Even by the savage standards of the Taliban, it was a sickening attempt to murder a teenager just for wanting an education.

Now Malala Yousafzai says she is ‘grateful’ she cannot recall anything about the moment a gunman shot her in the head on a school bus in her native Pakistan.

The 23-year-old, who won a Nobel Prize after she refused to be silenced by the attack, had to rely on a friend to tell her what happened that day in 2012, when she was just 15.

Malala Yousafzai says she is ‘grateful’ she cannot recall anything about the moment a gunman shot her in the head on a school bus in her native Pakistan

The friend told her: ‘You were just staring at [the gunman] and you squeezed my hand so tightly that I could feel the pain for days. Suddenly bullets were fired, and you fell in my lap.’

Speaking on today’s Desert Island Discs, Malala says: ‘I am grateful that I don’t remember the incident. I remember sitting in the school bus talking to my friends, just talking to the bus driver and he was doing some, like, magic tricks with a pebble.

‘Then [he] started driving and I don’t remember anything. Then I woke up in hospital in Birmingham.’ She had been airlifted to the UK for specialist treatment at the Queen Elizabeth Hospital, where she came out of a coma eight days after the shooting.

Malala became an international icon for continuing to campaign for women’s educational rights, despite the attack. 

But she admits that studying at Oxford University, from where she graduated last year with a degree in politics, philosophy and economics, gave her a fresh perspective on life.

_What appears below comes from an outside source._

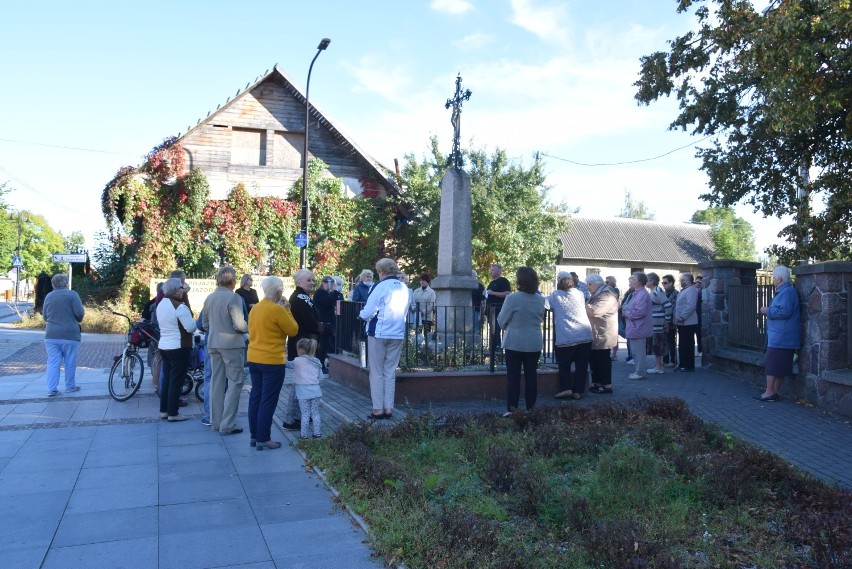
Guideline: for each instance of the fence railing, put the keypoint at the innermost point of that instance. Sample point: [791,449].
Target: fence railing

She tells presenter Lauren Laverne: ‘I wasn’t having much fun before university. But when I went to university and when I connected to people of my age, friends of my age, that is when I realised that, OK, I am actually not that old and I can still have those experiences of youth that I deserve and that everybody else is having. When you are with your friends, you are just having one of your best times ever.

‘Childhood has sort of come back in me and I am really happy for that.’

Malala, who chose lip balm as her desert island luxury, also reveals that she is a fan of West End musicals and vintage sitcoms Blackadder, Only Fools And Horses and Yes Minister.

Meanwhile, in an exclusive interview for Mail Online, her father Ziauddin said: ‘In our community, when a girl reaches 23 she is usually married by now and has little say in the matter.

‘I’m the kind of father who believes in their children’s education and freedom. She has the right to choose her own partner or nobody at all, it’s up to her.’

Desert Island Discs is on BBC Radio 4 today at 11am and will be repeated on Friday at 9am.